Только в самые ненастные, самые холодные дни он чувствует себя в Пфорцхайме как дома. Ему нравится, когда ветер задувает под воротник комбинезона, когда далекие холмы припорошены снегом, а деревья вдоль улиц (все одинакового возраста, высажены в один год после войны) блестят инеем. Зимними вечерами Фолькхаймер ходит между антеннами, как матрос среди натянутого такелажа. В синих сумерках видно, как внизу на улицах люди спешат домой. Иногда мимо проносятся чайки, белые на фоне темного неба. Легкий, привычный вес инструментов на поясе, запах нескончаемого дождя, сияние облаков – только в такие минуты Фолькхаймер хоть отчасти чувствует себя человеком.

Однако бoльшую часть времени, особенно в теплые дни, жизнь его выматывает: пробки на улицах, граффити на стенах, политика начальства. Все вечно грызутся из-за премий, доплат, сверхурочных. Иногда, в тягучую летнюю жару, Фолькхаймер задолго до зари расхаживает по квартире в резком электрическом свете рекламного щита и ощущает одиночество в себе как болезнь.

Он видит, как высокие ели качаются на ветру, слышит их протяжный скрип. Видит земляной пол дома, в котором вырос, алый рассвет за еловыми лапами. Иногда его преследуют взгляды людей, обреченных погибнуть через секунду, и тогда он убивает их снова. Мертвец в Лодзи. Мертвец в Люблине. Мертвец в Ра-доме. Мертвец в Кракове.

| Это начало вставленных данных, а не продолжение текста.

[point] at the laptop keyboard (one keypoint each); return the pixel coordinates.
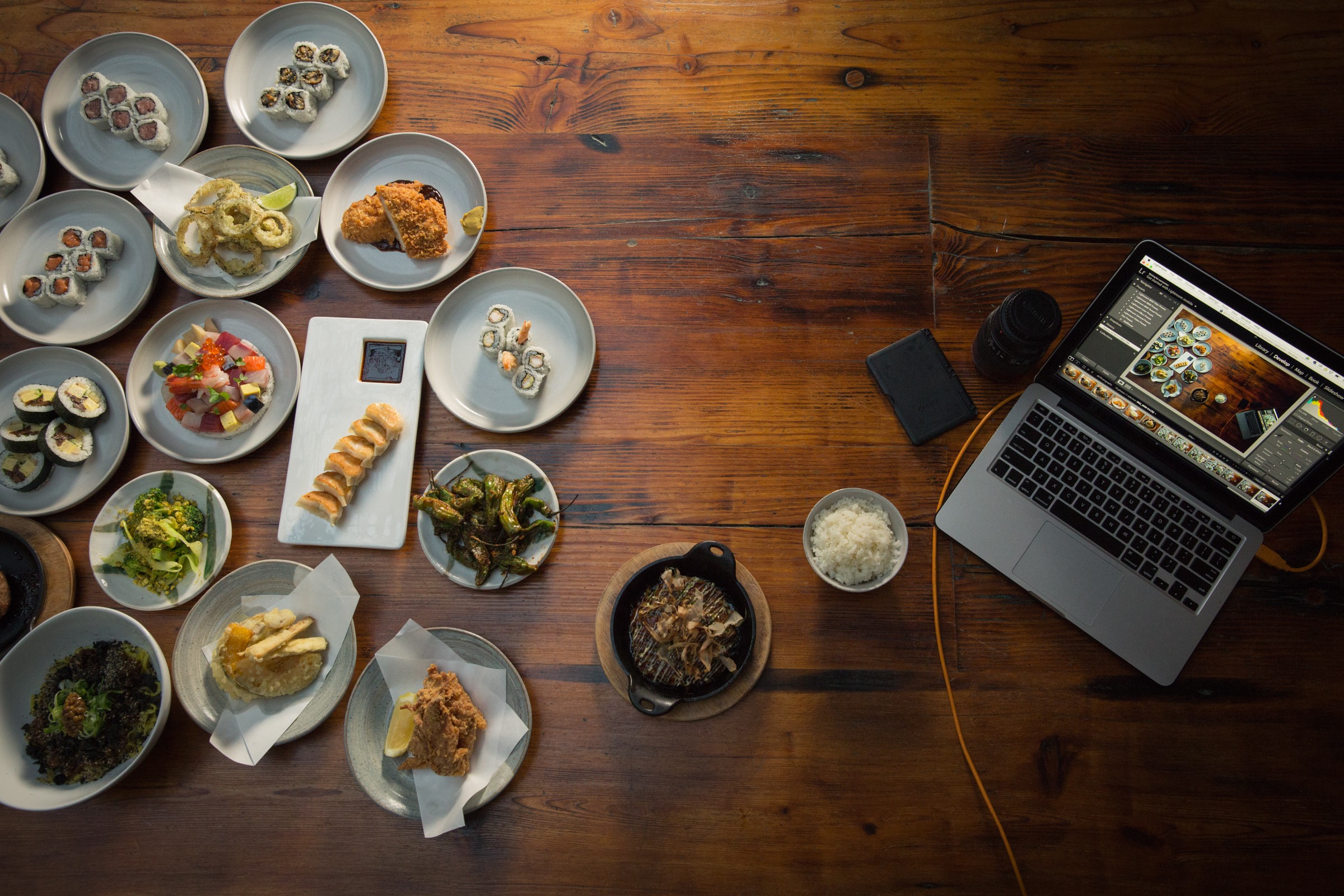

Дождь стучит по окну, по крыше. Перед сном Фолькхаймер спускается на три лестничных пролета к почтовому ящику в подъезде. Он не забирал почту больше недели, сегодня там, помимо рекламы и счетов, лежит толстый конверт от ветеранской организации в Западном Берлине. Фолькхаймер уносит все в квартиру и распечатывает конверт.